First-generation college students face many challenges that are different from those faced by their peers. But with hard work, determination, and the help of the many resources available to them, a first-generation college student can be made into a first-generation college graduate.
Alejandra Almonacid is a first-generation college student at Syracuse University in Syracuse, N.Y. Not only is she the first in her family to go to school, but she is doing it thousands of miles away from her home in Colombia. Almonacid said that for her, the difficulties of being a first-generation college-bound student began with the admissions process.
“The biggest challenge I faced in the applications process was that I had to do everything alone,” Almonacid said. “All the applications and preparing for the SATs was difficult, especially since my parents did not speak English and were unable to help me with anything.”
If you’re feeling alone in the admissions process as Almoncaid once did, your high school counselor is a great person to start with to find support. Almonacid was creative, turning to her local Boys and Girls Club for help with her applications. A similar group in your area may be the key to getting help. You can also be your own guide and check out a number of Web sites that offer advice and insight into the admissions process.The cost challenge
After applications, the cost of college is the next hurdle faced by most first-generation students. According to CollegeBoard.com, the average public college currently costs over $7,000 annually, while the average private school costs over $26,000 per year. These staggering figures can seem like an insurmountable obstacle, especially since most first-generation students come from low-income or working-class families.
“Most likely, if you are a first-generation college student, your parents don’t have the funds necessary to pay for all of college,” says Almonacid. “My biggest advice to students is to look hard for the money. There are many scholarships, grants, and organizations out there that are always giving out money. You just have to find them and apply.”
Almonacid put a lot of time and effort into finding such funds, and her work paid off with a full-ride scholarship to Syracuse.
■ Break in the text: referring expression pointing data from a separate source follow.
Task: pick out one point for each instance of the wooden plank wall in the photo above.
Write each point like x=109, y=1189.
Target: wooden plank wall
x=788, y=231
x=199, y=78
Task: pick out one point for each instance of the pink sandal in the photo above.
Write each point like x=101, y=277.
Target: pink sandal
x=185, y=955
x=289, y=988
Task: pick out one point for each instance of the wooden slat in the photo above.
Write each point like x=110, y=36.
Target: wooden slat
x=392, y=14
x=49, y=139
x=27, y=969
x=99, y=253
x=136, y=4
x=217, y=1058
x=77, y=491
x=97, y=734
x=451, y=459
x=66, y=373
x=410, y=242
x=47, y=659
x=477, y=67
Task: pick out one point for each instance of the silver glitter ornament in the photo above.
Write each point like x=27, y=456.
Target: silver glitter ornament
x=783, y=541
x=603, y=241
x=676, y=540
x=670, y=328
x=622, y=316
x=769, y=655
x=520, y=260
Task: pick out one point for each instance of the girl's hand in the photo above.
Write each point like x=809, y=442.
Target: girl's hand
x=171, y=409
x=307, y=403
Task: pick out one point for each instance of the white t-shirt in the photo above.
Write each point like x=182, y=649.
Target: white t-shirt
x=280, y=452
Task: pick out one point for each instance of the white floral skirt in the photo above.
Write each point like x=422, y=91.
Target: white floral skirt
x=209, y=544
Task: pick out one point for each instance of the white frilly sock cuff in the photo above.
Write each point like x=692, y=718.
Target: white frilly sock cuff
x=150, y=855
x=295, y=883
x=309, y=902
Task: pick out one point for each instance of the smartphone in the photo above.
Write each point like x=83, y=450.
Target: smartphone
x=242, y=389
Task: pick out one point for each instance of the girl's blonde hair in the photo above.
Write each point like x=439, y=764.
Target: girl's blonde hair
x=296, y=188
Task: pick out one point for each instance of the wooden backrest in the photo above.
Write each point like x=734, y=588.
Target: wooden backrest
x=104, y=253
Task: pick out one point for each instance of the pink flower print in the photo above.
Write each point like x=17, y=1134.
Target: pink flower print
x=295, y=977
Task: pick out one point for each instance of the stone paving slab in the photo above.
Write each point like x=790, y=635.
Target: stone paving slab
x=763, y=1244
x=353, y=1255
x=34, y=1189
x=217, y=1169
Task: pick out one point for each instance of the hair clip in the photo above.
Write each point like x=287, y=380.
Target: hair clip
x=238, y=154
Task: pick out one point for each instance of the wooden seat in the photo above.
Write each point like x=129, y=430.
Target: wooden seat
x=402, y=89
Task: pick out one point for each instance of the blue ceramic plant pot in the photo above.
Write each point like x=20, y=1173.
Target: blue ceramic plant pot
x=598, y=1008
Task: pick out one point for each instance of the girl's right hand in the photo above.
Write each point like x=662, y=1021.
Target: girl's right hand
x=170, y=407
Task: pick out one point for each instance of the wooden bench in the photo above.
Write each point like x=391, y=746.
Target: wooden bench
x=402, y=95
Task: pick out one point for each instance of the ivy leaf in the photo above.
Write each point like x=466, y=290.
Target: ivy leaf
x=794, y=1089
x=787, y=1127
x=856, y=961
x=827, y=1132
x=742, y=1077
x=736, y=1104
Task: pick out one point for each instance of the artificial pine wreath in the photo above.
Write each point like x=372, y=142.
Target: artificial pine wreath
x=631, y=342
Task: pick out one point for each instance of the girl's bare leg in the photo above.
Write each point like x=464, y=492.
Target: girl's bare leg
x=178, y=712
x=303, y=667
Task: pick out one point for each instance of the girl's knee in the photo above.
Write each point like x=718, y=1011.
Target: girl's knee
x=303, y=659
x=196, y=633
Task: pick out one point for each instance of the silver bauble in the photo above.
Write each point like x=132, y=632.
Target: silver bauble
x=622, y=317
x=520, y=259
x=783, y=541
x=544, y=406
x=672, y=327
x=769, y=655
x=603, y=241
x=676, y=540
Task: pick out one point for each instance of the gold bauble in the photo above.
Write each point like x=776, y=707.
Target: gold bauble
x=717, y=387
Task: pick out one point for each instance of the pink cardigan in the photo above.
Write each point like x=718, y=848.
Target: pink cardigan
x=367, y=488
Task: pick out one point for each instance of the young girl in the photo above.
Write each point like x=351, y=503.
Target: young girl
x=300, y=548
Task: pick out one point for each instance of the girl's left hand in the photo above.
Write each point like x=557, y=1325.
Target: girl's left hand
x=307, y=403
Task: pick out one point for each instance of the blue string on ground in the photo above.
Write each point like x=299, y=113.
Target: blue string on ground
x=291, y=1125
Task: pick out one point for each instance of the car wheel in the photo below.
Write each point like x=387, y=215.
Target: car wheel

According to College Board, $168 billon is available to college students looking for financial support in 2010, the key for students needing aid is to be proactive in searching and applying.
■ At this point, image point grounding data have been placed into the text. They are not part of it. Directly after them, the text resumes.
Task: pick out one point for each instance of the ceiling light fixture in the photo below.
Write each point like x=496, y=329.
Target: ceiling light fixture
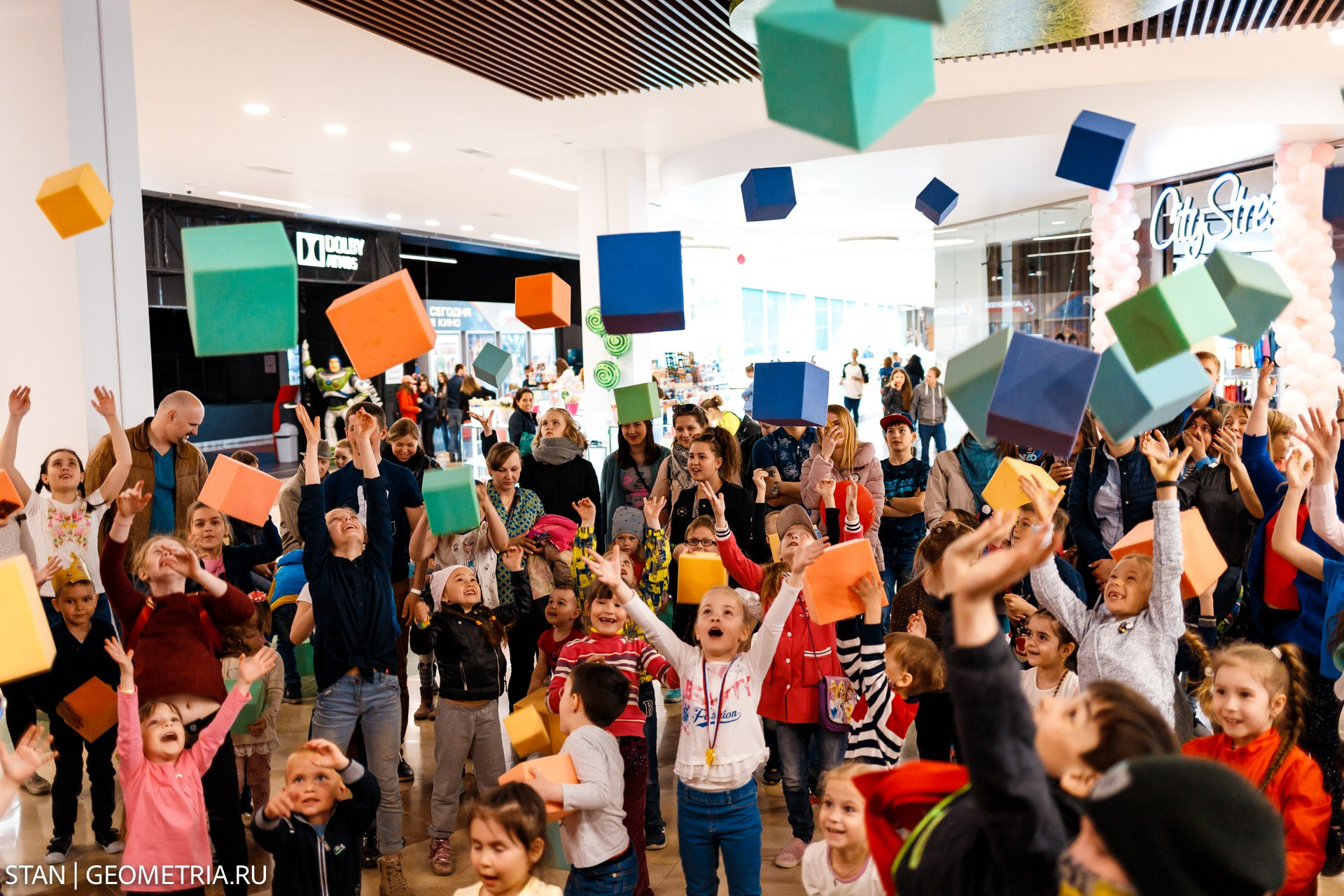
x=262, y=199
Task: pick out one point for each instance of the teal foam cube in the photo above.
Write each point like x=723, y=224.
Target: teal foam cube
x=1252, y=289
x=492, y=365
x=636, y=403
x=1168, y=317
x=971, y=382
x=242, y=289
x=451, y=500
x=848, y=77
x=1128, y=402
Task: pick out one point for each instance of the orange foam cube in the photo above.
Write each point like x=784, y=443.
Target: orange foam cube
x=382, y=326
x=1203, y=562
x=74, y=200
x=558, y=769
x=696, y=574
x=827, y=582
x=239, y=491
x=542, y=301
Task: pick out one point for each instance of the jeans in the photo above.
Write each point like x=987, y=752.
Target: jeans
x=375, y=703
x=708, y=821
x=796, y=738
x=936, y=433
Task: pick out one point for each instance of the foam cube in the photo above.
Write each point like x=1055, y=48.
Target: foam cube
x=640, y=282
x=1128, y=403
x=696, y=574
x=74, y=200
x=1042, y=394
x=26, y=645
x=1004, y=493
x=1252, y=289
x=493, y=365
x=848, y=77
x=1170, y=317
x=1094, y=149
x=558, y=769
x=239, y=491
x=1205, y=562
x=936, y=200
x=384, y=324
x=827, y=583
x=94, y=704
x=542, y=301
x=790, y=394
x=636, y=403
x=242, y=289
x=768, y=194
x=971, y=381
x=451, y=500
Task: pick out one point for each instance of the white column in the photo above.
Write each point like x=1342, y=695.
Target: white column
x=76, y=311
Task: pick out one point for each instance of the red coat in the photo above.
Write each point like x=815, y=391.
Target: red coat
x=1296, y=792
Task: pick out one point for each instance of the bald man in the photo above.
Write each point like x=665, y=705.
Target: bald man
x=171, y=468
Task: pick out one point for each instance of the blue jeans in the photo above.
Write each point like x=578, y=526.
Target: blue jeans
x=936, y=433
x=377, y=704
x=613, y=878
x=726, y=821
x=796, y=741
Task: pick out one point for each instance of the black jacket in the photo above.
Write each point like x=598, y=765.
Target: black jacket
x=323, y=864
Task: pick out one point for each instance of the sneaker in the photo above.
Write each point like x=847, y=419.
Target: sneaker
x=58, y=849
x=109, y=840
x=441, y=858
x=391, y=880
x=792, y=855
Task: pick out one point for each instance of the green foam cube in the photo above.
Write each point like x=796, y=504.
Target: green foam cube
x=451, y=500
x=242, y=289
x=848, y=77
x=1253, y=290
x=1168, y=317
x=972, y=377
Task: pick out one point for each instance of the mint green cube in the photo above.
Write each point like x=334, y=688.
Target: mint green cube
x=242, y=289
x=451, y=500
x=1168, y=317
x=636, y=403
x=1252, y=289
x=848, y=77
x=971, y=381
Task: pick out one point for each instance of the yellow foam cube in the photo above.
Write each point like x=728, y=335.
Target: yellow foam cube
x=74, y=200
x=26, y=645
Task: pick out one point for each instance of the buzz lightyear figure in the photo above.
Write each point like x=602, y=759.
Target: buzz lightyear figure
x=340, y=387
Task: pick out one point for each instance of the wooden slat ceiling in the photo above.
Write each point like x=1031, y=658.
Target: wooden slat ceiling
x=559, y=49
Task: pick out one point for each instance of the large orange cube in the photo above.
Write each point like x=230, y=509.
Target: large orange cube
x=382, y=326
x=827, y=583
x=542, y=301
x=239, y=491
x=1203, y=562
x=74, y=200
x=558, y=769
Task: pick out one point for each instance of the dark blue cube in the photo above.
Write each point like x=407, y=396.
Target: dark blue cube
x=790, y=394
x=936, y=200
x=1096, y=149
x=640, y=282
x=768, y=194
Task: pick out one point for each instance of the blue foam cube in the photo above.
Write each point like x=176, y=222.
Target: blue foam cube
x=1042, y=394
x=936, y=200
x=768, y=194
x=640, y=282
x=1096, y=149
x=790, y=394
x=1128, y=402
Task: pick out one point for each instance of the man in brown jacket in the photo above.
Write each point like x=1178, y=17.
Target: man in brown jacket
x=172, y=469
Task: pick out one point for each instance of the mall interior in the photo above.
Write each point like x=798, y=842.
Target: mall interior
x=473, y=143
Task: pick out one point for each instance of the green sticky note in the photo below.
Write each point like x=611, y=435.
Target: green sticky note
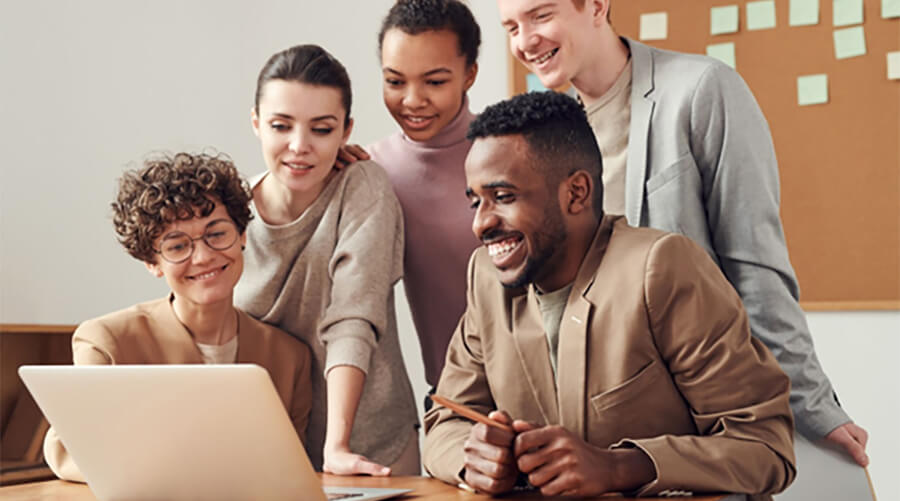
x=723, y=20
x=761, y=15
x=804, y=13
x=812, y=89
x=723, y=52
x=890, y=8
x=849, y=42
x=847, y=12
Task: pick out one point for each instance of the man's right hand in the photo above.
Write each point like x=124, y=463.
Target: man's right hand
x=490, y=465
Even with financial help, many first-generation college students may still struggle to afford school. Such struggles make them more likely to attend part-time, live off-campus with relatives, or work-full time to make their own money, says the counseling center at University of Illinois Urbana-Champaign. Because these situations differ from the experience of most other college students, first-generation students may feel like they don’t fit in with the crowd.
Furthermore, first-generation college students are more likely to be ethnic minorities. According to the Web site First in the Family, only 20 percent of college-aged Hispanic students and 31 percent of college-aged Black students are enrolled in college, compared with 41 percent of white students and 60 percent of Asian students. Many of those Hispanic and Black students have parents who did not attend college.
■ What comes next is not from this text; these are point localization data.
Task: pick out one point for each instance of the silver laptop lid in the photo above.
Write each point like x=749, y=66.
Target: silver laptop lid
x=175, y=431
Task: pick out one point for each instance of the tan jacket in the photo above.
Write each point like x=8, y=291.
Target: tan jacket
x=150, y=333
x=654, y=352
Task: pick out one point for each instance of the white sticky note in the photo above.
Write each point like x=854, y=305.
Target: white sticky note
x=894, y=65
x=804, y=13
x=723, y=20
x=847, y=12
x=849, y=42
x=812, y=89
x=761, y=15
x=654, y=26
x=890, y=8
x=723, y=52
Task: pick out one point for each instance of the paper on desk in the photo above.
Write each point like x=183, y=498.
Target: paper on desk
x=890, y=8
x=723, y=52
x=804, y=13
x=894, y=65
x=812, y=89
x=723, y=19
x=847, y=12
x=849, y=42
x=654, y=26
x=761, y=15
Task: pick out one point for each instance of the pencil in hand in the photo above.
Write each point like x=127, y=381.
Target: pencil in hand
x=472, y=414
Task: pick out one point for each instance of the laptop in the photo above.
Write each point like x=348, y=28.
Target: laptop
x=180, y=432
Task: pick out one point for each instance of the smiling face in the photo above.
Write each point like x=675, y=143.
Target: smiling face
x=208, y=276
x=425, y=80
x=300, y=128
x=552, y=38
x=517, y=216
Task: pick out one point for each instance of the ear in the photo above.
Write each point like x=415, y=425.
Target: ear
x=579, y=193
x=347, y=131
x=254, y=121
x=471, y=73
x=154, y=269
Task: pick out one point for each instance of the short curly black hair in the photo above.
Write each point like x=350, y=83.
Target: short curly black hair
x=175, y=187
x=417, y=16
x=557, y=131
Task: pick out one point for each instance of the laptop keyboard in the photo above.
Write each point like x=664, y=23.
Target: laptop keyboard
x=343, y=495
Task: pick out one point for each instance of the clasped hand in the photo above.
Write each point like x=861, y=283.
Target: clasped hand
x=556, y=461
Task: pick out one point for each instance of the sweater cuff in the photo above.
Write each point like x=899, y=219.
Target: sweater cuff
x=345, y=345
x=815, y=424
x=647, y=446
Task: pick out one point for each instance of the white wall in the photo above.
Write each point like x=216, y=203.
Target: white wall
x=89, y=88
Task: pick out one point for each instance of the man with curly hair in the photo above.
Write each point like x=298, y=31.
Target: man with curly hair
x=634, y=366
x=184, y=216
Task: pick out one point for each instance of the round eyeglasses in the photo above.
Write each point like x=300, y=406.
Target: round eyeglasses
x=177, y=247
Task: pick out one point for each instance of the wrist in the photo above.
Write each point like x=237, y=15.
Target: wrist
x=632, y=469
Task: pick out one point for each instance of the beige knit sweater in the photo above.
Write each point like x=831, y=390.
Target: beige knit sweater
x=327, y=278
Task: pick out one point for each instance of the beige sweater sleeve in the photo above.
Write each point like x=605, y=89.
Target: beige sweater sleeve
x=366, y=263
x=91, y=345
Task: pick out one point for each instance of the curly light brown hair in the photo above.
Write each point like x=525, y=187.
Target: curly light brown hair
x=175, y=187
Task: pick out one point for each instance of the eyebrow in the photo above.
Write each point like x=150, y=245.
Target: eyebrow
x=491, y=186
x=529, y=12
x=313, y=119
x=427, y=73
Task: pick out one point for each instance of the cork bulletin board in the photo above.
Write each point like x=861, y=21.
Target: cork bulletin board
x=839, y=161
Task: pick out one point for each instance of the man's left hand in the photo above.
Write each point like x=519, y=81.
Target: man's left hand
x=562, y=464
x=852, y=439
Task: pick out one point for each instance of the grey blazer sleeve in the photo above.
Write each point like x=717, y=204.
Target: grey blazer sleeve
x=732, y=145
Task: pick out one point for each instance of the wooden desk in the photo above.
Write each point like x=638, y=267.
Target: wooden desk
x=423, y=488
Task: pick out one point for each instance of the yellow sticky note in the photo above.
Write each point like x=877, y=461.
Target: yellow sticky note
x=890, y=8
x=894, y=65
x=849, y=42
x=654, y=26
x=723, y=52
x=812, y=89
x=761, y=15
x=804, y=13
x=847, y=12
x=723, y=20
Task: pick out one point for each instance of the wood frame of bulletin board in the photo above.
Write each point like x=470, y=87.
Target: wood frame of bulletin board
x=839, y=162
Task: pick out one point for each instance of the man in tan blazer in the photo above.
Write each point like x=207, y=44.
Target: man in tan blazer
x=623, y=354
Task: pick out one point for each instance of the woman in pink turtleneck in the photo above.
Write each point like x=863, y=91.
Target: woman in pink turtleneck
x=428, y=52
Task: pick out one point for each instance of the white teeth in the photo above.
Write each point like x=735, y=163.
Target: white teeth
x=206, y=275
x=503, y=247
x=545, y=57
Minority students may also have difficulty feeling culturally integrated on predominantly white campuses, says the counseling center at Urbana-Champaign. They suggest that these students can help themselves through such difficulties by joining campus groups, speaking openly about their experiences, and taking advantage of resources such as mentoring programs.
The biggest thing to remember as a first-generation college student is not to doubt yourself. Despite being highly intelligent, the obstacles they face can make first-generation students feel inadequate and like they don’t belong.
If dealing with such feelings, it’s important to remember that you deserve to be at the school that admitted you, and to rely on the same intelligence and hard work habits that brought you to college. If you can fight through with these, you will be guided through your four years and on through graduation.